- Directed by: Charles Finch
- Written by: Charles Finch
- Produced by: Mark Amin
- Starring: Sandrine Bonnaire Jane March Charles Finch James Fox Jean Rochefort Julian Sands
- Cinematography: Monty Rowan
- Edited by: Chris Joyce
- Music by: Peter John Vettese
- Distributed by: Trimark
- Release dates: 13 September 1996 (TIFF); 10 February 1998 (video);
- Running time: 110 minutes
- Countries: United States United Kingdom
- Languages: English French

= Never Ever (1996 film) =

Never Ever is a 1998 independent film written and directed by Charles Finch, and starring Finch, Sandrine Bonnaire, and Jane March. It premiered at the Toronto International Film Festival on 13 September 1996 and was later released to video on 10 February 1998.

==Plot==
Thomas and Amanda Murray, a British couple, move to Paris where Thomas gets a job working at a bank owned by Amanda's father, Arthur.

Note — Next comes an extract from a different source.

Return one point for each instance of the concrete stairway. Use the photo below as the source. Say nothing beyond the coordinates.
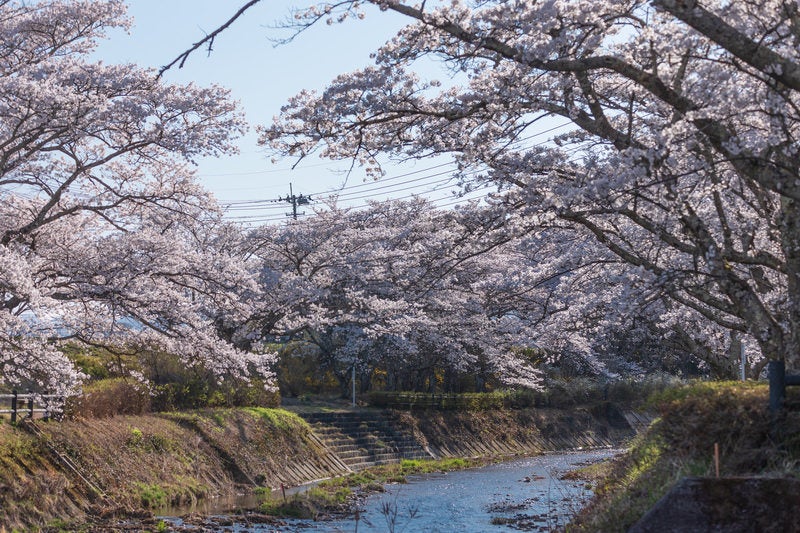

Amanda does not like Paris, and returns home to London. On a country drive, Thomas meets up with a French woman named Katherine and begins an affair with her. When Amanda discovers the affair, she attempts suicide. Arthur begs Thomas to drop Katherine, reconcile with Amanda and fly off with her to Hong Kong, where another job awaits him.

==Cast==
- Sandrine Bonnaire as Katherine Beaufort
- Jane March as Amanda Murray
- Charles Finch as Thomas Murray
- James Fox as Arthur Trevane
- Jean Rochefort as Gerard Panier
- Julian Sands as Roderick

==Critical reception==
The film received negative reviews. Variety described it as "an embarrassingly klutzy romantic drama" but said "Bonnaire brings light and flavor to her role and scenes, and handles her dialogue as best as possible, but she's basically paddling upstream".